C.B.N. What I try to achieve as curator, in both cases, is finding a thread in complex themes. In the case of Roversi, it was about interpreting his oeuvre from a different point of view, shining light to overlooked passages and building a narrative that is true to the artist’s vision while being also somewhat original, unseen. With Photo Vogue we try to work on macro themes that give us the possibility of reflecting on what is happening in the photography field right in that moment. Since I work mainly with collective exhibitions there, you need to show glimpses of artists’ works in contexts that might give a new perspective on them. 

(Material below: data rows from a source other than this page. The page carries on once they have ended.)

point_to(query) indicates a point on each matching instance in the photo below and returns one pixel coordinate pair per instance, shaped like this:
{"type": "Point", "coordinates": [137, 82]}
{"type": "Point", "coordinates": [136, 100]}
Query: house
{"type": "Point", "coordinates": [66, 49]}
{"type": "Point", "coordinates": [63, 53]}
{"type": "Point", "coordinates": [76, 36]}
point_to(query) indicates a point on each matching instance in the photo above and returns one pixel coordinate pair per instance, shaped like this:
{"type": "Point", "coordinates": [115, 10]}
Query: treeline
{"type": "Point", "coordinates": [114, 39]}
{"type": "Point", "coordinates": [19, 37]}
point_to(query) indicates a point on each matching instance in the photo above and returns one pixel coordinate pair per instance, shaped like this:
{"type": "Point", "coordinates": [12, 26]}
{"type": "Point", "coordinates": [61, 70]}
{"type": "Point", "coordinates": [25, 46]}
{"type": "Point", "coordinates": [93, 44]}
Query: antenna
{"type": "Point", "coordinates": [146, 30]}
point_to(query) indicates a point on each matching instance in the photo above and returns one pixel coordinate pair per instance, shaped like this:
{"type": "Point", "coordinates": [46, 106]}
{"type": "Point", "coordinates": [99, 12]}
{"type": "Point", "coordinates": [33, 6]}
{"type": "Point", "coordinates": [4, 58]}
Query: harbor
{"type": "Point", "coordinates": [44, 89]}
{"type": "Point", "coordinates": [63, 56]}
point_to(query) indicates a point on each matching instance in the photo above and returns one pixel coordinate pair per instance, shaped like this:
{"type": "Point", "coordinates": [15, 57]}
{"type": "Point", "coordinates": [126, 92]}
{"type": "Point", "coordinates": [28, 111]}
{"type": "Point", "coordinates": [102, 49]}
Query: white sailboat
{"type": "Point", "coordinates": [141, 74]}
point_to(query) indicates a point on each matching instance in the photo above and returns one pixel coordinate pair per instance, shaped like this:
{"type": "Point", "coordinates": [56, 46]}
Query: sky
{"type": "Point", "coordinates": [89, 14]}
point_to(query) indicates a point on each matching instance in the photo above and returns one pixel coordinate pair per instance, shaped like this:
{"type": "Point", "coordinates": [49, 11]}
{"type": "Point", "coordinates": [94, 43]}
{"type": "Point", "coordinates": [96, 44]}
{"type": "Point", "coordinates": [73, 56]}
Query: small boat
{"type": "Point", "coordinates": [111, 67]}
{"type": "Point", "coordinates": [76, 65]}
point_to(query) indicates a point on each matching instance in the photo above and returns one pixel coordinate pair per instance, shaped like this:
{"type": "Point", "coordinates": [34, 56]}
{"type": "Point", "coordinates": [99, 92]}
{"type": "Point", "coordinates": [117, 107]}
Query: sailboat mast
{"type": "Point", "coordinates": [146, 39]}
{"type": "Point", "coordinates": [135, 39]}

Photo Vogue Festival 2021: Reframing History. Akinola Davies Jr. Nuuksio Films Black To Life, 2019

F.B. The theme for the upcoming PhotoVogue Festival is “Reframing History”, with the aim of broadening the narratives that make up our past. In which ways can a more inclusive history broaden our future perspectives as well?

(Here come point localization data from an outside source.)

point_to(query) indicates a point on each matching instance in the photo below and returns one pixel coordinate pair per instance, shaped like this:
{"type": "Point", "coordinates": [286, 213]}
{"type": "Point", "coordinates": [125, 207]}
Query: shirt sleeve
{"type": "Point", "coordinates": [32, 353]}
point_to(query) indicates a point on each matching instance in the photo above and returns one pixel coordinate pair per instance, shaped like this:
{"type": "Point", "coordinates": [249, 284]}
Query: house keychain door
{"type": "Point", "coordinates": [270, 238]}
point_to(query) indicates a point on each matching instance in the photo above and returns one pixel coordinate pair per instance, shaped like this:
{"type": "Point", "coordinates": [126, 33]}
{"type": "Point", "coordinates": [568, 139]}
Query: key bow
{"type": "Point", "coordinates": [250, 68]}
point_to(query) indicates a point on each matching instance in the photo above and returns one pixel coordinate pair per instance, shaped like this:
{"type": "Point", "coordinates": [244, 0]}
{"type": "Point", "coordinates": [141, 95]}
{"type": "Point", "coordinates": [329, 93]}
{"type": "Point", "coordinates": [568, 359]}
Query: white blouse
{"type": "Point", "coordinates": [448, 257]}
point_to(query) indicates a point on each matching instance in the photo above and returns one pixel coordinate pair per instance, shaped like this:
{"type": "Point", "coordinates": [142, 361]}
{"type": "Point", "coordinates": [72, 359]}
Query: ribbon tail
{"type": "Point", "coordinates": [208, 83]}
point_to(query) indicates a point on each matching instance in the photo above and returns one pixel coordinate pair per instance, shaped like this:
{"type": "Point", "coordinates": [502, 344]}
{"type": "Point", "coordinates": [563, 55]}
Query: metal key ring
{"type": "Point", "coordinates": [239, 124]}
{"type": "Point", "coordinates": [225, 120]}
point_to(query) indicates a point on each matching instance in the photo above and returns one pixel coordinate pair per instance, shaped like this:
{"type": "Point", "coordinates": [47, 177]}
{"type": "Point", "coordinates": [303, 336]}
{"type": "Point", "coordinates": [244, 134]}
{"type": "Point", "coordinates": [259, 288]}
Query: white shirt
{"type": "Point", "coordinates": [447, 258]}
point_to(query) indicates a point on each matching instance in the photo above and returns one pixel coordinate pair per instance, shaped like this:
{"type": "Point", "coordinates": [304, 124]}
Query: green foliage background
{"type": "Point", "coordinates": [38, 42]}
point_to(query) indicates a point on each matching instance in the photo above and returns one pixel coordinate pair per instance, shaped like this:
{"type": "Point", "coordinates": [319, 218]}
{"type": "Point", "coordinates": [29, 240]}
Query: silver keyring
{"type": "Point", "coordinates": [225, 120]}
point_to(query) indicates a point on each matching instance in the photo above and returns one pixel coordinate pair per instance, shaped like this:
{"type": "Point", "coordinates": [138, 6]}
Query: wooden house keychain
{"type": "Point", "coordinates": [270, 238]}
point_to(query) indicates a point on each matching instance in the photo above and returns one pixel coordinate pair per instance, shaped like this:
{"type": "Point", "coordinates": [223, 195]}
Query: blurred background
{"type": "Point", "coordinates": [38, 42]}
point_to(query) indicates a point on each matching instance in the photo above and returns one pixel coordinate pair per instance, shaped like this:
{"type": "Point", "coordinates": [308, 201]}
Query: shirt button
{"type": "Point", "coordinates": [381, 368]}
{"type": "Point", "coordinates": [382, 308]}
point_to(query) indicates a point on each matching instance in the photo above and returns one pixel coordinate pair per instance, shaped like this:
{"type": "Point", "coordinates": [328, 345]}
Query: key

C.B.N. That is one aspect of the exhibition: omitted or misinterpreted stories that have been left out. But in a broader sense it will tackle every alternative view on stories being left out by the mainstream narrative. We want to present a multiplicity of perspectives, being it a reinterpretation of famous paintings or fairy tales, or being a story that deals with an overlooked community. Human beings are storytelling animals that are shaped by and shape reality with stories. We do not just fantasise in dreamscapes, we create daily life and impact our surroundings with stories. We want different points of view on stories that are taken as written in stone: there is always space for a different point of view. 

Photo by Scandebergs

Chiara Nonino is the Photo-editor of Vogue Italia and l’Uomo Vogue, in addition to being the editor of the photography channel of Vogue.it and one of the curators of the PhotoVogue Festival, a festival that tackles social and political issues linked with fashion photography.